As the most key technique in medical ultrasound diagnosis systems, the quality of the beamforming has significant effect on the accuracy and resolution of ultrasound imaging. Most of ultrasound imaging systems have their focusing parameters stored in RAMs within the systems, which ask for a huge number of memories, especially when it is needed to support line array keystone scanning and phased arrays. For example, where a system utilizes a sample of 30 M, a probe depth of 30 cm and the receive focus is shifted every 8 timing clock, if all the receive parameters are to be pre-stored, excessive 200 Mbytes have to be taken up thereby. The increase of memories will necessarily lead to the systems being expensive in fabrication and slow in loading parameters when a probe is switched over.
A solution is to use a real-time parameter calculation hardware. Whereby, as the ultrasound imaging takes a scanning line as the basic unit, storage of a few parameters and a write-in of several control meters before the reception of each scanning line transmission enable the hardware to automatically generate the focusing parameters desired during reception. Thus, memory resources may be significantly saved.
U.S. Pat. No. 6,110,116 provides a focusing method in the course of beamforming by pre-storing delay data. Specifically, the focus data are pre-stored and the echoes of each focusing area use corresponding pre-stored focus data. While this method is simple and convenient, a larger memory is needed and further, many parameters need to be reloaded at the time of changing the probe. Thus, the speed of startup and the switchover of the probe is affected.

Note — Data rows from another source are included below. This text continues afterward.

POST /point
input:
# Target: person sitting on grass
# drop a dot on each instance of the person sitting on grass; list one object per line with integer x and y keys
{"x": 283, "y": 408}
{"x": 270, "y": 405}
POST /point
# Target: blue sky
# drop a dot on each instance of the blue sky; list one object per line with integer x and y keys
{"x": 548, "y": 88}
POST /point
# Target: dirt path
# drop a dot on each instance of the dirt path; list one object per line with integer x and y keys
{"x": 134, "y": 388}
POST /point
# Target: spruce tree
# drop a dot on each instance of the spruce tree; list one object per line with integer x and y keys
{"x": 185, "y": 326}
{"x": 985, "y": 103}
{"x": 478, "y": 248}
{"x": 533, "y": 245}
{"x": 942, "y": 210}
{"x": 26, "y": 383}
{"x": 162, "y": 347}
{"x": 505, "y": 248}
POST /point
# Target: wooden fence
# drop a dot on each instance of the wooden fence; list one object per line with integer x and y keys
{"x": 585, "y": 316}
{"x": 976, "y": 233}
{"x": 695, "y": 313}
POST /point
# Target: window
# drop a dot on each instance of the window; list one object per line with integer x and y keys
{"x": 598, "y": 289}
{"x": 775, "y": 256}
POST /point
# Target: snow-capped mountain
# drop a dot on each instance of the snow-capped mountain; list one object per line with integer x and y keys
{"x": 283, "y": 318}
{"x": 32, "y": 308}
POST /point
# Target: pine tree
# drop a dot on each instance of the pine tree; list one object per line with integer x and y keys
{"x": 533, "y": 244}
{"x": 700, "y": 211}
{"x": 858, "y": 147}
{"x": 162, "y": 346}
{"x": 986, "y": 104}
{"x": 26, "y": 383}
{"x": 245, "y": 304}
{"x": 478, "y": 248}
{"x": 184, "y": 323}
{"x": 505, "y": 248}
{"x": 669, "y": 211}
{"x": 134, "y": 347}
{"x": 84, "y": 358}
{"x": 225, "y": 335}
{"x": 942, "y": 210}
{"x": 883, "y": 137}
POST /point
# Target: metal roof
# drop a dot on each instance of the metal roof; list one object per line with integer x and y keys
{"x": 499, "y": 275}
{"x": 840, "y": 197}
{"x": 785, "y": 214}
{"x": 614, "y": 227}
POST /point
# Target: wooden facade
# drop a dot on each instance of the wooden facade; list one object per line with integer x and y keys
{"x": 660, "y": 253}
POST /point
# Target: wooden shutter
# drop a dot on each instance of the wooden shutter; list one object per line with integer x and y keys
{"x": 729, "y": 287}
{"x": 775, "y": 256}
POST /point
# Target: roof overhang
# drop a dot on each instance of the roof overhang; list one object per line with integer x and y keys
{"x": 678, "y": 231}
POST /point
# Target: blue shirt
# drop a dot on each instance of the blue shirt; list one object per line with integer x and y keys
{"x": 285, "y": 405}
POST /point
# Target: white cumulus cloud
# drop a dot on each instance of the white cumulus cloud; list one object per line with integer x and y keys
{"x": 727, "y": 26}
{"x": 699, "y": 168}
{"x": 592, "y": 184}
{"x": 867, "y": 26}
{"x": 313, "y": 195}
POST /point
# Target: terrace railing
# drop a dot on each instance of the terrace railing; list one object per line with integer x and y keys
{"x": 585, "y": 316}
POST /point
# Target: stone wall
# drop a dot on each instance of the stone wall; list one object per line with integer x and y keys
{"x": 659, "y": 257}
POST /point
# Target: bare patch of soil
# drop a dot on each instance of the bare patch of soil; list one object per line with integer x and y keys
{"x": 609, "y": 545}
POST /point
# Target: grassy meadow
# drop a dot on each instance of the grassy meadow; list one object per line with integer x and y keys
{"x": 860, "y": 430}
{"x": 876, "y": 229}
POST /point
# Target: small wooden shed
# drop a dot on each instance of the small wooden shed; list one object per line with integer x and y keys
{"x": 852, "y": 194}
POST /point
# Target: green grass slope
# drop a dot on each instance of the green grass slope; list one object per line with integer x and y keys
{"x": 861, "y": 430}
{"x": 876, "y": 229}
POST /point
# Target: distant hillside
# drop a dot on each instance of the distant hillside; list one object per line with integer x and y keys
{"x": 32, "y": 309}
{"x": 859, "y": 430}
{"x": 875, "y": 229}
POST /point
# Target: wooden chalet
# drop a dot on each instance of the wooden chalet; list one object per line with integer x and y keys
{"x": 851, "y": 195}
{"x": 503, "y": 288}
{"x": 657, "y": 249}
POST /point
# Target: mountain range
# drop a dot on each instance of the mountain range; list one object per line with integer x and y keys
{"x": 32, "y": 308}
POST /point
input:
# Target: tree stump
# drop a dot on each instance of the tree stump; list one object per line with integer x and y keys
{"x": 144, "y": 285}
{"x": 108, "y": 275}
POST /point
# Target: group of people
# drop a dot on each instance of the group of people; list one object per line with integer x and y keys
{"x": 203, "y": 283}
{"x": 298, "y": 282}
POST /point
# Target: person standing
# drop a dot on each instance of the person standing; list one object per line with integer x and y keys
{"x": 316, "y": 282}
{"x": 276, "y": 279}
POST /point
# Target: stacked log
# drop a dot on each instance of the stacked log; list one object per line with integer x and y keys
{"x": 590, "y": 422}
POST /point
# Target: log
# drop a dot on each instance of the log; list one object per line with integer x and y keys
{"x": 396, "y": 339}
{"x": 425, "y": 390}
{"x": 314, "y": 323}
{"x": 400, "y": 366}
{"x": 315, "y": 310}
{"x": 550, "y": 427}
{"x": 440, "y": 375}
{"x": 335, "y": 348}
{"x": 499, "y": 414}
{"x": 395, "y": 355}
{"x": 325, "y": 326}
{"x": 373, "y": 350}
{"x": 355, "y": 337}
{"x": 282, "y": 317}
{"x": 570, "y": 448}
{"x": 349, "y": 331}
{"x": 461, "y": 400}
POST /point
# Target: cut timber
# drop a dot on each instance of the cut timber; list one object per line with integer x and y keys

U.S. Pat. No. 6,123,671 provides a CORDIC-based method for real-time calculation of receive focus and apodization parameters, which is applicable for various geometrical probes including two-dimensional probes, and for multiple beams. The basic idea of this method is to calculate the delay differences of each array element corresponding to different receive focuses and take the delay differences as the parameters to control the beamforming. Although the method of U.S. Pat. No. 6,123,671 is simple and efficient as well as occupies fewer hardware resources, its circuit is rather complex.
In contrast, the present invention calculates the receive focusing parameters by way of directly calculating the reading address of the memory storing AD conversion data of each channel, instead of calculating delay differences of each array element of the probe. Thus, the circuit is much simpler than that of U.S. Pat. No. 6,123,671. Furthermore, since a real-time calculation is adopted to calculate the receive focus coordinates which thereby do not have to be pre-stored more memory resources may be saved and at the same time, the beam correction may be accomplished.